Unlike FHA loans, conventional loans are popular mortgages that are not insured by the federal government. They are typically offered through private lenders, such as banks, credit unions, and mortgage companies. Here's a basic summary of conventional loans:

  1. Down Payment: Conventional loans often require higher down payments than FHA loans, typically around 5% to 20% of the purchase price. However, some programs allow for lower down payments.
  2. Credit Score Requirements: Borrowers generally need a higher credit score for a conventional loan than FHA loans. Most lenders prefer a credit score of 620 or higher.
  3. Mortgage Insurance: Private mortgage insurance (PMI) is required for conventional loans if the down payment is less than 20% of the home's purchase price. PMI can be removed once the loan-to-value ratio (LTV) reaches 78% through principal payments, unlike FHA loans, where mortgage insurance may continue for the life of the loan.
  4. Loan Limits: Conventional loans also have loan limits, typically higher than FHA loan limits. These limits can vary depending on the area and the housing market.
  5. Property Standards: Conventional loans may have less stringent property standards than FHA loans. However, the property's condition can still affect the loan approval, as lenders need to ensure the property is a good investment.
  6. Flexibility: Conventional loans offer more flexibility regarding loan types and terms, including fixed-rate and adjustable-rate mortgages (ARMs) with various term lengths.

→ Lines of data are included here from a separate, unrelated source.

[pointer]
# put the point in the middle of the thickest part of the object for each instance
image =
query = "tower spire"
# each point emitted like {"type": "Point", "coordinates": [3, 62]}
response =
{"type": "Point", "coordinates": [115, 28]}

  7. Loan Purpose: These loans can be used for a primary residence, second home, or investment property, providing more options than FHA loans, which are strictly for primary residences.
  8. No Government Insurance: Since the government does not back conventional loans, they pose a higher risk to lenders. As a result, the qualification criteria can be stricter, including credit score, debt-to-income ratio (DTI), and financial history.


Conventional loans are a good fit for borrowers with solid credit, a stable income, and the ability to make a higher down payment. They offer many options and flexibility, making them a preferred choice for many homebuyers and investors.